مرکز منطقه ای اطلاع رساني علوم و فناوري

چكيده فارسي :

Generally defined, factor analysis (FA) is any method that decomposes a data matrix (or, in a more general case, a data tensor) into a bilinear (or multilinear) model of lower dimensionality. Principal components analysis (PCA) is the most popular FA technique in chemistry [1]. Another popular FA technique is a maximum likelihood based common factor analysis (MLCFA or CFA) technique [2,3] which is available in the Statistical toolbox of Matlab, as factoran.m. Although both are ML based, MLCFA is different from MLPCA [4]. Principal axis factoring (PAF) is another common factor analysis technique [5,6] that is similar to CFA in that it decomposes data into specific factors in addition to common factors. This report is a comparison of CFA, PAF and PCA regarding their resulting profiles and subspaces. Simulated data sets including multivariate normal and non-multivariate normal (chromatographic and spectral kinetic) data were considered, in addition to an experimental data set including fatty acids of different groups of fish samples. Different types of noise, including independent and identically distributed (iid), column heteroscedastic and general heteroscedastic were added to the simulated data, in different levels. In presence of iid noise, results from CFA, PAF and PCA are almost the same and the angle between calculated and true profile subspaces are higher when using non-multivariate normal data.

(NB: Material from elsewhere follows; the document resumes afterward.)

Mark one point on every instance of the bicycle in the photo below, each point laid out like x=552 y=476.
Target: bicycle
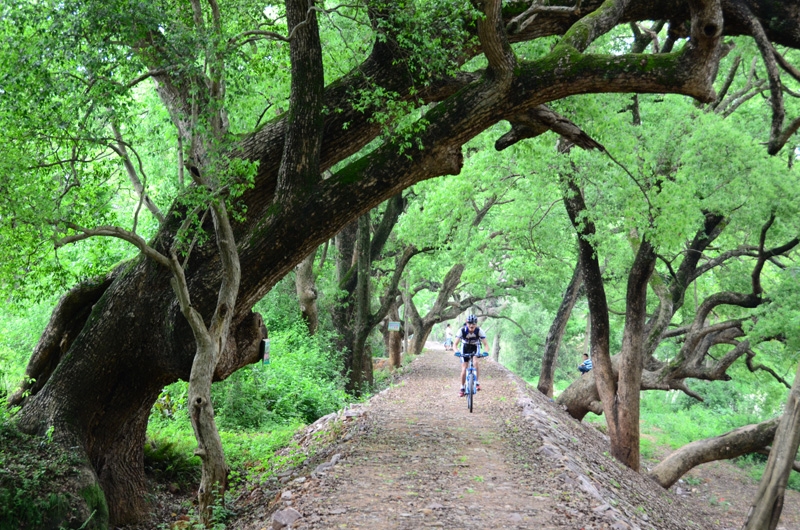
x=469 y=386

In the presence of heteroscedastic noise, the subspace of CFA and PAF profiles are closer to that of the true profiles compared to PCA. In the presence of heteroscedastic noise, CFA and PAF result in different profiles and reconstruct the covariance matrix of data better than PCA, which assumes iid errors. In the case of multivariate normal (MN) data, a likelihood and chi-squared based statistical test can be applied for determining the optimum number of applied factors in the model. A major advantage of using PAF over CFA is the possibility of using PAF for “fat” data in which the number of samples (rows) is lower than the number of variables (columns). MLPCA results in best reconstructions of data covariance and lowest angle between subspaces of estimated and real profiles; however it needs the noise structure to be completely known.